Debs is a 21-year veteran and was deputy fire chief.
She was appointed to the top role after applying for the position vacated by Steven Russell. He was at the helm for 28 years.
Steven has stepped back from the role, but remains on crew at the station, Debs said.
In other changes, Johnny White had been appointed deputy fire chief and Todd Smyth ranked an officer.
The changes took effect from July 1 and Debs is more than ready.
She is calm and works well under pressure on the fire ground.
And considers the brigade and its members like an extended family.
The station, formerly known as a rural fire unit, attends mostly vegetation fires (as a natural environment crew) and acts as back up crew during house fires.
They have a fire appliance/ tanker that carries just short of 6000 litres of water and up to six people.
Willowby attended 41 calls last year, many during the peak spring and summer seasons. They cover between the Ashburton and Hinds rivers, with a zig-zag area just over State Highway One and out east to the coast.
Debs started with the station in late 1999, at a time when there were no female firefighters on the force; there are now six at the station, including Penny and Amy.
She lived just 200 metres down the road. The siren went but wasn’t answered, then it went again and Debs thought “I could do that”, so she did.
Debs joined along with neighbour Louisa Russell, the wife of the former fire chief and together they proved themselves to the stalwarts in the brigade.
She proved to be quite good at it too, and turned out to as many fires as she could.
She has also pushed herself to learn, gaining qualifications along the way. And got involved in the station workings. She was secretary for many years and a trustee for around five years.

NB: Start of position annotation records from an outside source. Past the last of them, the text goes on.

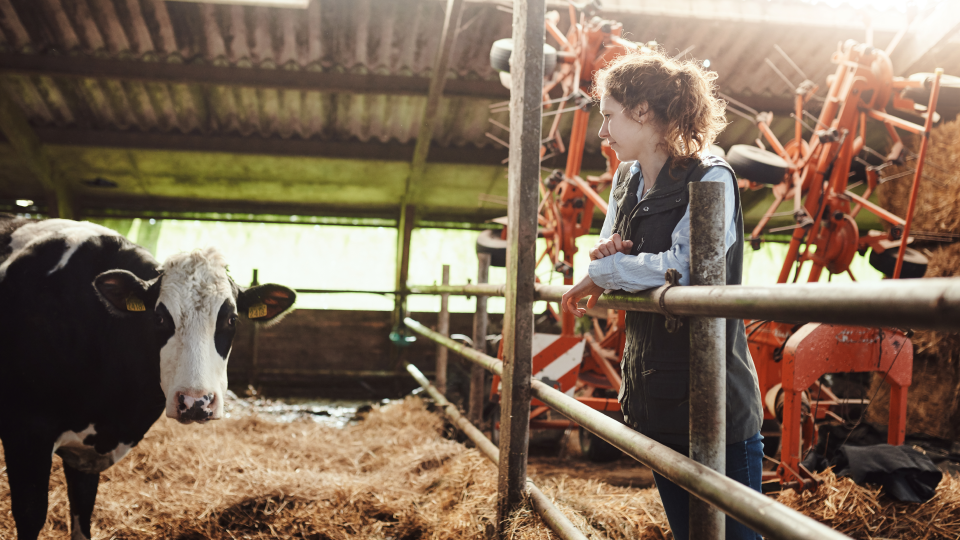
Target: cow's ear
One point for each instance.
(122, 292)
(265, 302)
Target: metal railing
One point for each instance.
(928, 303)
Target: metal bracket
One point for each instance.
(672, 278)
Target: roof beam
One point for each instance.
(16, 129)
(925, 34)
(135, 70)
(755, 12)
(275, 146)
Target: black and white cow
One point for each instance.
(97, 339)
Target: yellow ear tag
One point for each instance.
(256, 311)
(135, 304)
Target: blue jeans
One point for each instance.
(744, 464)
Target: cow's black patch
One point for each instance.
(164, 324)
(226, 328)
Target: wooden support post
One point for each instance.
(448, 39)
(708, 368)
(404, 232)
(17, 130)
(523, 195)
(477, 374)
(443, 327)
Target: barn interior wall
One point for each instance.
(339, 354)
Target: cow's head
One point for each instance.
(193, 307)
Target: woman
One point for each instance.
(659, 116)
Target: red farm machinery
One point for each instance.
(813, 173)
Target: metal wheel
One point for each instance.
(914, 262)
(757, 165)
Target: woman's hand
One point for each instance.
(609, 246)
(586, 287)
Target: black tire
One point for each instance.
(756, 164)
(596, 449)
(914, 262)
(490, 242)
(502, 49)
(949, 97)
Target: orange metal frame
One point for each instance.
(792, 359)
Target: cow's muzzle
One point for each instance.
(195, 406)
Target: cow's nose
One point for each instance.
(195, 406)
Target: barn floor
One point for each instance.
(393, 475)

The new Willowby station office is one of the many benefits to come out of Fire and Emergency New Zealand’s nationwide amalgamation in 2017 of urban and rural fire forces.
The station also has toilets and a 30,000 litre water tank bought with support of businesses in the community.
There were now uniforms to wear for training, and practices and training requirements to meet. There was also more accountability required from volunteers.
The amalgamation has seen more structure involved in being a volunteer, which has its upside, but also put more onerous on volunteers, Debs said.
The station lost a few volunteers during the initial amalgamation, Debs said. But had a steady crew of 20 in place now; 18 operational and two in management support.
They included fathers and sons, husbands and wives, sisters, several sets of brothers, cousins, work colleagues and lifelong friends, she said.
Debs works as South Island manager for MaxCare, and travels to some remote rural communities.
She has the full supportive of the company which has equipped her company vehicle with a defibrillator, a fire extinguisher and first aid kit.
Debs also carries a full firefighter uniform, in case she can help other brigades in action.